Otagi Nenbutsu-ji Temple statues coming alive amidst the vibrant hues of fall – Photo: Raymond Ling | Flickr

Japan is home to some of the world’s most intriguing architectural designs, as well as a variety of historical monuments and sculptures. For those who want to enjoy a bit of whimsy while exploring the country’s attractions, a trip to the Otagi Nenbutsu-ji temple is essential.

The Otagi Nenbutsu-ji temple is located on the outskirts of Arashiyama, a well-known sightseeing district in Kyoto. The temple features 1,200 unique statues, each one representing a disciple of the original Buddha.

Although a trip to see the statues is sure to be fun and engaging, it’s important to note that the temple’s past is not particularly happy.

The original temple was not built in Arashiyama. Instead, it was constructed in Kyoto’s Higashiyama district in 766.

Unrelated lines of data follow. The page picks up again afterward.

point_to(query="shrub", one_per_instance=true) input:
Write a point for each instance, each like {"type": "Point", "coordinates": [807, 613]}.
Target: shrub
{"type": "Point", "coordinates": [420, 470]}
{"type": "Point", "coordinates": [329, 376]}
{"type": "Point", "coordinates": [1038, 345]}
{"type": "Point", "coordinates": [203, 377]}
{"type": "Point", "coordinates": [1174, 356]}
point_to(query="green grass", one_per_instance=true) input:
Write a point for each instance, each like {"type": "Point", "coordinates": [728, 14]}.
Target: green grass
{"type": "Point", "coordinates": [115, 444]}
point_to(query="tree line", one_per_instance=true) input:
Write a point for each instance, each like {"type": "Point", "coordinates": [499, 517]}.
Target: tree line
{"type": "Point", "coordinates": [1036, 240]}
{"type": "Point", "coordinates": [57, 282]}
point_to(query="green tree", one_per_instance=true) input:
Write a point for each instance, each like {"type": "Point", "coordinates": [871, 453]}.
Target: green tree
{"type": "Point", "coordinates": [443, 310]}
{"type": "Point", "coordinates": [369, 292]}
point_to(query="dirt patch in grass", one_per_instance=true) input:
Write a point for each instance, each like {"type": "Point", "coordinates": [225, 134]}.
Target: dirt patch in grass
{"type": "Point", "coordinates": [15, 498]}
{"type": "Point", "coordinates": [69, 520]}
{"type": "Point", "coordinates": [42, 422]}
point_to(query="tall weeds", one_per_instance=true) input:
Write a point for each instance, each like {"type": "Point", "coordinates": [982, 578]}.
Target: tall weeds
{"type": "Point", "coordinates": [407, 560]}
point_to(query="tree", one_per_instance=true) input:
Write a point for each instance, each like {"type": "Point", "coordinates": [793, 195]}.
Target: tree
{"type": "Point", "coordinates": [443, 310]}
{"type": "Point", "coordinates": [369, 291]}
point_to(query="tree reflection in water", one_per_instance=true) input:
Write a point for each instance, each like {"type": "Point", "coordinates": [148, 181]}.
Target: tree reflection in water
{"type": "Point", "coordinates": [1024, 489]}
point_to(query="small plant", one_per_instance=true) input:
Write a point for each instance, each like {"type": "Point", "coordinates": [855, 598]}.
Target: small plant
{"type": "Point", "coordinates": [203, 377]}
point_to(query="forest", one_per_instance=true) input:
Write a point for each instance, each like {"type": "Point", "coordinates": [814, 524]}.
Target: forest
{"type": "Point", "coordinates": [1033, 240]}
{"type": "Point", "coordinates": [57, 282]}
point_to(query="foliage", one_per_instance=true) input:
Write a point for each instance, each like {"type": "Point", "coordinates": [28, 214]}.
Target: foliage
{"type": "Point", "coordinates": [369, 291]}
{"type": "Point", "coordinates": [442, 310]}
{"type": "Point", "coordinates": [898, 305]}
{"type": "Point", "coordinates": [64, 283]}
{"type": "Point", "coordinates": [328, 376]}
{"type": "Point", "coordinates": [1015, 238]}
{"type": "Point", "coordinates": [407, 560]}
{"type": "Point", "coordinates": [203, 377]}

When the Kamo River flooded, the temple was washed away. It was then re-established in northeast Kyoto, only to fall into disrepair until only three structures remained: The main hall, the Jizo Hall, and the temple’s gate.

Centuries later, in 1922, leaders decided to dismantle these structures and reassemble them in Arashiyama. In 1950, a massive typhoon severely damaged them.

The temple’s luck started to change in 1955 with the appointment of head priest Kocho Nishimura (1915-2003). Nishimura was a priest and sculptor known for his Buddhist statues.

After he was appointed, he had the idea to let visitors carve their own statues with his help.

Otagi Nenbutsu-ji Temple statues exude tranquility and timeless beauty – Photo: Raymond Ling | Flickr

Known as rakan statues, the 1,200 figures were constructed from 1981-1991. Despite their relative newness, they look older because of the moss covering them.

Otagi Nenbutsu-ji Temple statues adorned with nature’s verdant embrace – Photo: Raymond Ling | Flickr

Each statue has a unique appearance since they were all carved by different people. Many also feature funny expressions and poses as well. For example, one holds a tennis racket, and two share a cup of sake.

It costs just 300 yen to visit the temple and see the statues, making this an affordable attraction for travelers hoping to save money.